Brown v. Board of Education had a sweeping effect on U.S. schools, as the system of school segregation was dismantled and black and white students in some cities were bused to schools under court orders to achieve integration. The decision ushered in significantly more racial integration in other aspects of American life, too.
Now, some of that progress has been reversed. The busing that resulted from the decision was widely unpopular in some cities and triggered significant white flight to the suburbs. A study by the Civil Rights Project at the University of California at Los Angeles finds that progress made in educating black children with white children eroded after courts released school systems from desegregation orders.

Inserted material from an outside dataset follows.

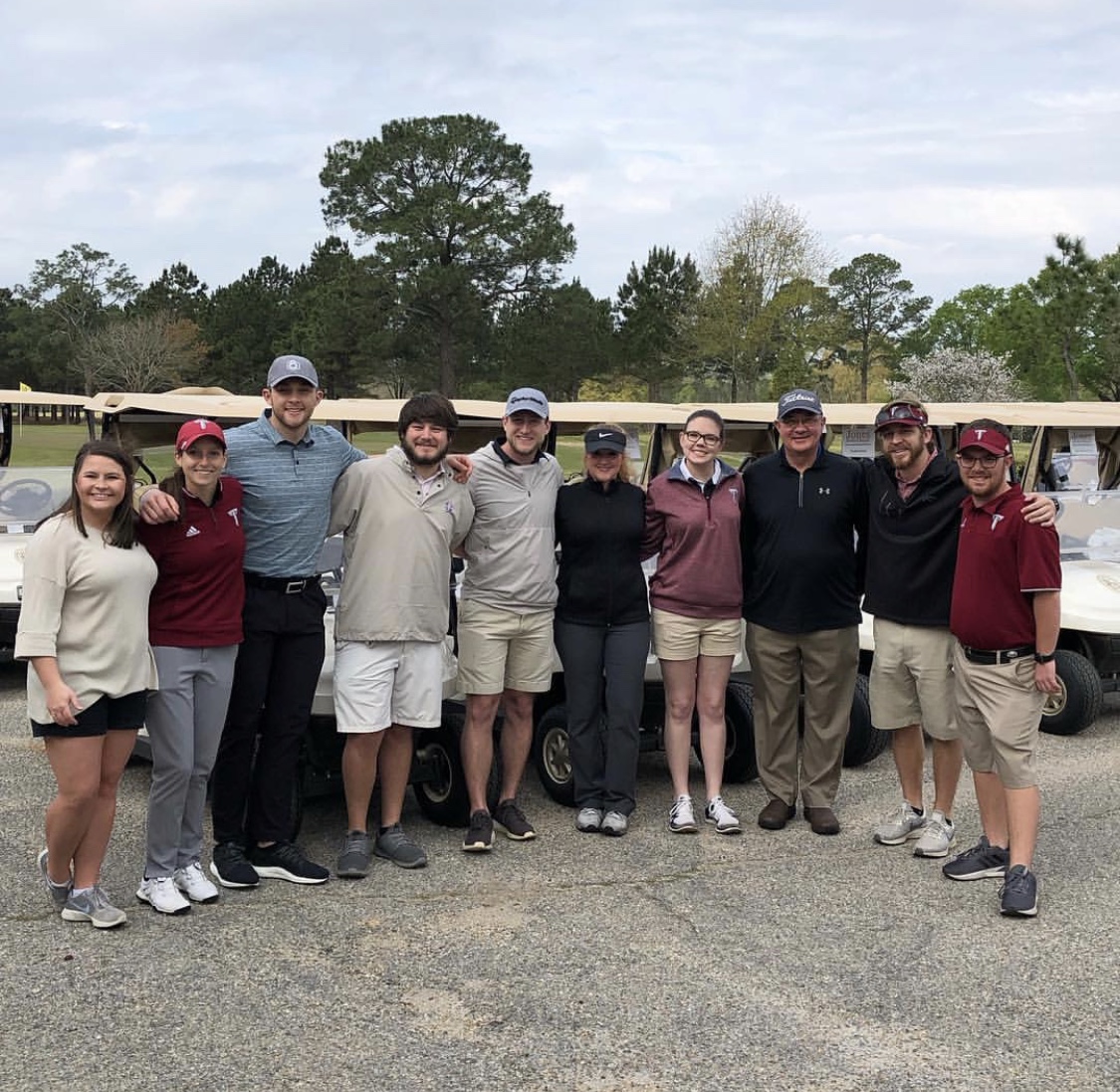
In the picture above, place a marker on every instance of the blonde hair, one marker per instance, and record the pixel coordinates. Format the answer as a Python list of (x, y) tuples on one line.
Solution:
[(625, 471)]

The Supreme Court has been torn over the proper interpretation of Brown: whether it is a mandate for colorblind decision-making or a tool for integrating schools.
In considering cases from Seattle and Louisville in 2007, the court voted 5 to 4 to invalidate programs that used race as a factor in assigning students to schools. Chief Justice John G. Roberts Jr. wrote that classifying children by race for desegregation was constitutionally no different from classification by race for segregation.

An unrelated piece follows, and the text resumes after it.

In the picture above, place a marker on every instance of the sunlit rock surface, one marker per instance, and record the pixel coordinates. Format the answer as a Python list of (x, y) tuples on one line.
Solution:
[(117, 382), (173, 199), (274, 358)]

“Before Brown, schoolchildren were told where they could and could not go to school based on the color of their skin,” Roberts wrote. “The school districts in these cases have not carried the heavy burden of demonstrating that we should allow this once again — even for very different reasons.”

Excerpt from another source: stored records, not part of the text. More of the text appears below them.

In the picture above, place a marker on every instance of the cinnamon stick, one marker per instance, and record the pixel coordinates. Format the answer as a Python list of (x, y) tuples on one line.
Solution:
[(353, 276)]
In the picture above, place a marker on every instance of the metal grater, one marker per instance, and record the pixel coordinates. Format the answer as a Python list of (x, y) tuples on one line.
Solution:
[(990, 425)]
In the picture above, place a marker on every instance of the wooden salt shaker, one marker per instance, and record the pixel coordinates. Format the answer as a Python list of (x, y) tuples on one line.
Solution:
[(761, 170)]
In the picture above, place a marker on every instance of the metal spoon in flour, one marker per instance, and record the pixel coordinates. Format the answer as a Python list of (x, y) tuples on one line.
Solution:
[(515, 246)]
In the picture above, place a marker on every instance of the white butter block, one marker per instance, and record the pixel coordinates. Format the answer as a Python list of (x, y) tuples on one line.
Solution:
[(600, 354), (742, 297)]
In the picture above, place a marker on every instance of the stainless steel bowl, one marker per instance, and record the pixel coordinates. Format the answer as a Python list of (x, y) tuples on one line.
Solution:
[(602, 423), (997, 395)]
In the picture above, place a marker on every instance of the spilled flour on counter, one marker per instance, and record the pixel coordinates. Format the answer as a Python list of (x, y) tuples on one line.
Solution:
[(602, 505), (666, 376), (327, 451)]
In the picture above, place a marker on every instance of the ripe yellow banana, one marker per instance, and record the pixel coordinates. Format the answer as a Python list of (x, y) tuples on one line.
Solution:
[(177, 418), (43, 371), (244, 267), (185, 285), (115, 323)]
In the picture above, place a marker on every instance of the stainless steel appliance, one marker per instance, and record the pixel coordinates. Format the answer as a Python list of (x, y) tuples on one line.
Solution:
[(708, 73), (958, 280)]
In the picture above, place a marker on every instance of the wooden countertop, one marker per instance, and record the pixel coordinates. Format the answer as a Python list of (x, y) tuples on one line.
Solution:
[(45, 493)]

He then delivered one of his most memorable lines in his tenure as chief justice: “The way to stop discrimination on the basis of race is to stop discriminating on the basis of race.”
If well-known, it was not universally well-received. Justice Anthony M. Kennedy joined the majority to invalidate the specific plans, but said he could not go along with Roberts’s broader pronouncements. “Fifty years of experience since Brown v. Board of Education should teach us that the problem before us defies so easy a solution,” Kennedy wrote.
The court’s liberals said that Roberts’s reading stood the intent of Brown on its head and that its work was not done.
“The last half-century has witnessed great strides toward racial equality, but we have not yet realized the promise of Brown,” Justice Stephen G. Breyer wrote in his dissent. “To invalidate the plans under review is to threaten the promise of Brown.”
Justice John Paul Stevens declared: “The chief justice rewrites the history of one of this court’s most important decisions.”
In a recent interview, Stevens repeated what he wrote in his dissent: that no member of the Supreme Court he joined in 1975 would have agreed with Roberts.
But during his own confirmation hearing in 2005, Roberts did not hesitate to endorse Brown. And he has repeatedly praised the “genius” of the spare decision that could be embraced unanimously by the court.
Justice Brett M. Kavanaugh, at his confirmation hearing, called the decision “inspirational” and the “single greatest moment in Supreme Court history,” although Justice Neil M. Gorsuch resisted efforts during his confirmation hearing to pin him down on any Supreme Court precedents.
Beyond confirmation questioning, Brown has proven to be a tricky question in the past for conservative jurists. That’s especially so for “originalists” such as the late Justice Antonin Scalia, who argue that the Constitution should be interpreted based on how its words and amendments were understood at the time they were enacted.
It is difficult to argue under an originalist approach that the promise of equal protection in the 14th Amendment required desegregation because it was adopted during a time of strict, state-sponsored segregation.
Scalia said he would have voted in dissent in Plessy v. Ferguson, the 1896 decision that upheld racial segregation and the policy of “separate but equal,” but he hated the question.
“Waving the bloody shirt of Brown again!” was Scalia’s common response when asked about it.